The fastest way to improve cfo-review output is to include constraints the model should not ignore. Examples: “We cannot drop below 15 months of runway,” “Board target is burn multiple under 1.5x,” “Sales capacity is already the bottleneck,” or “We plan to raise only if dilution is below 18%.”

Constraints convert the review from a general critique into an actionable finance decision.

Watch for common failure modes

The most common issue is under-specified economics. If you omit current burn, cash, revenue, CAC, payback, or margin, the skill may produce useful questions but weaker conclusions. Another failure mode is giving only the upside case. CFO-style review depends on base, bull, and bear scenarios; without them, runway and dilution risk are easy to understate.
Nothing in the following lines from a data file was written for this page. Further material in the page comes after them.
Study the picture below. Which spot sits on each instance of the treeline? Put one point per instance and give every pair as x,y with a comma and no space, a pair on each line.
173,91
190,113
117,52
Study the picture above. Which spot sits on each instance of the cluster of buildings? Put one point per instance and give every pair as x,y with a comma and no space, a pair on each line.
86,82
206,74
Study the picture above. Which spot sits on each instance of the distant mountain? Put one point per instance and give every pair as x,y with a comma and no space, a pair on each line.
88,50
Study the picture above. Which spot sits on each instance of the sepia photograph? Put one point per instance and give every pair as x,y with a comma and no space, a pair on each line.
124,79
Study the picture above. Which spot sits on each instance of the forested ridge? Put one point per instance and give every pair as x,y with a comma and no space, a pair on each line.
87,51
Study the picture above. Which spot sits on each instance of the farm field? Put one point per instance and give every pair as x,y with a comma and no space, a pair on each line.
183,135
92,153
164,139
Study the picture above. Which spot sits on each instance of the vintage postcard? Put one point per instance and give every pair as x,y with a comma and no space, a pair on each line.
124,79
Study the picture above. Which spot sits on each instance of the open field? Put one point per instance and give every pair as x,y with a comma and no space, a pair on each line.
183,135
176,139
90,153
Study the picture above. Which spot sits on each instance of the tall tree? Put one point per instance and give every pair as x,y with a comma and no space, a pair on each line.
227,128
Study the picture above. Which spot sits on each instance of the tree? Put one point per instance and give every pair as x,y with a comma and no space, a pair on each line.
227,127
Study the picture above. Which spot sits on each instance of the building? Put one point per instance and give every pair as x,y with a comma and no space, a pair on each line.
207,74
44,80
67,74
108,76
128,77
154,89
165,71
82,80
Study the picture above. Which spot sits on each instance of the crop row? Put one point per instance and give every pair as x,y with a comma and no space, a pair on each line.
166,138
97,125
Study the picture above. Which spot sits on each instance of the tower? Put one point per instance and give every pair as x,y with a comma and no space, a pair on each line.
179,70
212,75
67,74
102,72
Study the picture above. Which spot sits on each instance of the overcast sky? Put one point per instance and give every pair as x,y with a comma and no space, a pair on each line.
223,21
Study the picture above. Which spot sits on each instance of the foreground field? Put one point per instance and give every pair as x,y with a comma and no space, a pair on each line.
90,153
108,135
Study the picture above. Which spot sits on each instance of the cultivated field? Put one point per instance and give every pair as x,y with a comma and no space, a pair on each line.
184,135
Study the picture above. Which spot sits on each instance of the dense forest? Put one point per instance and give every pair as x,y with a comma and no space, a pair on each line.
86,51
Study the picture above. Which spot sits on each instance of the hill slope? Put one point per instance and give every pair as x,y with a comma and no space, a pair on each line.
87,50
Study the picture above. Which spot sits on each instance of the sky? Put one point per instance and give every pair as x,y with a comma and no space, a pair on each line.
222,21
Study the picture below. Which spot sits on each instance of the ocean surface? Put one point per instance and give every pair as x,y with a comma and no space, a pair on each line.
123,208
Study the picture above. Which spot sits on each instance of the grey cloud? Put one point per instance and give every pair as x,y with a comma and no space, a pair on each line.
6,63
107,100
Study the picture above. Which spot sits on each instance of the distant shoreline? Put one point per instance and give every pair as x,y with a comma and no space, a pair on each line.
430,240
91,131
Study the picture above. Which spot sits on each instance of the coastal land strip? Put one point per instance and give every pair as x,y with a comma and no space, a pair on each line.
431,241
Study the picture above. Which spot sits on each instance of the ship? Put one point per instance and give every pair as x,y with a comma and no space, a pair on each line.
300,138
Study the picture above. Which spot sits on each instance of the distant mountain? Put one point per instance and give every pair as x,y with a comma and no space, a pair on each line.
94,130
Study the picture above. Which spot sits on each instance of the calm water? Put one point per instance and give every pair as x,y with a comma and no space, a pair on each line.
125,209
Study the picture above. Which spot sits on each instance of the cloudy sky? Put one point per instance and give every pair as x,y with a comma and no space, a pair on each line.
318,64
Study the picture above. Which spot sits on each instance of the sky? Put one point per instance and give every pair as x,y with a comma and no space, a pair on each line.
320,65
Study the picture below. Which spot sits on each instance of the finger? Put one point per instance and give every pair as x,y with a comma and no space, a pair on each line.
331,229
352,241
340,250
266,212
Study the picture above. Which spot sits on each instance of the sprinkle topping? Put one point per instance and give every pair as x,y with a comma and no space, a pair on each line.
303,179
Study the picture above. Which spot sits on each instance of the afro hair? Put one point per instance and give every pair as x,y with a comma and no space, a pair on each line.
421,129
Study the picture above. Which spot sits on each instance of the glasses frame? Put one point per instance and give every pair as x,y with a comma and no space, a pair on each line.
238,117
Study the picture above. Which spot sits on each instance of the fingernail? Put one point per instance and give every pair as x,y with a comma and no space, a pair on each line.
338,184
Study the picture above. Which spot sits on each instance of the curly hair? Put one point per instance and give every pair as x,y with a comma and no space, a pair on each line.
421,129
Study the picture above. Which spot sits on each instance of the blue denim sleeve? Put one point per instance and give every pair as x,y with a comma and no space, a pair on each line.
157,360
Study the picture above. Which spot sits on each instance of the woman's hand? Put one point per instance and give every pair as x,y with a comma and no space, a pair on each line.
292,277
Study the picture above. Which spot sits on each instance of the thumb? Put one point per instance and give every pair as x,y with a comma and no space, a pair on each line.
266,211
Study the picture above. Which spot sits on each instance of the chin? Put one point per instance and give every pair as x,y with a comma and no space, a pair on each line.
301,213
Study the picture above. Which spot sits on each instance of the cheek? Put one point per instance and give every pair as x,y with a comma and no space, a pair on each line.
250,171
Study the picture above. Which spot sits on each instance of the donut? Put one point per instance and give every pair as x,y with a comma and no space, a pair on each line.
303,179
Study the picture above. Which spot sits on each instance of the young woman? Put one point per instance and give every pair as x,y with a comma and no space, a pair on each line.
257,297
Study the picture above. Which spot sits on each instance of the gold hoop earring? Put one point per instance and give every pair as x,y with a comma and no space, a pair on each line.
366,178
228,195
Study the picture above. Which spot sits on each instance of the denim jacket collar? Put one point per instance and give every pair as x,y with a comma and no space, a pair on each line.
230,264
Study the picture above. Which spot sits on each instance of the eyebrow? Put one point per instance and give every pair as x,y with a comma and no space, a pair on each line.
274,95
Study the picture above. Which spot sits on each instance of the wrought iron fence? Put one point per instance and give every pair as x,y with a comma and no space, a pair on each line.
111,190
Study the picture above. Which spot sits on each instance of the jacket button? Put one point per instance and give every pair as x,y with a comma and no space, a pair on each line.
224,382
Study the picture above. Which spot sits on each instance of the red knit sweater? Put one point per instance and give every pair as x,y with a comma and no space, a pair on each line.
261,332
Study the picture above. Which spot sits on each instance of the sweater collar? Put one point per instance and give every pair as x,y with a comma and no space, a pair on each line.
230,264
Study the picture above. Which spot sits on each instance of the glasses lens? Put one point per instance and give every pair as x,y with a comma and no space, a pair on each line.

Iterate after the first output

After the first cfo-review response, ask for a tighter second pass. Good follow-ups include:

  • “List the three assumptions that most change the decision.”
  • “What numbers must we verify before approval?”
  • “Create approval, delay, and reject thresholds.”
  • “Rewrite this as a board-ready finance memo.”
  • “Compare this spend against hiring, product, and marketing alternatives.”

This turns the skill from a one-time critique into a repeatable investment committee workflow.

Adapt the skill to your operating model

If your company uses different targets, add them to the prompt. For example, a PLG SaaS company may care more about activation and expansion payback, while an enterprise sales company may tolerate longer CAC payback but require stronger pipeline coverage. The cfo-review skill is strongest when its CFO questions are paired with your actual planning rules, board expectations, and capital strategy.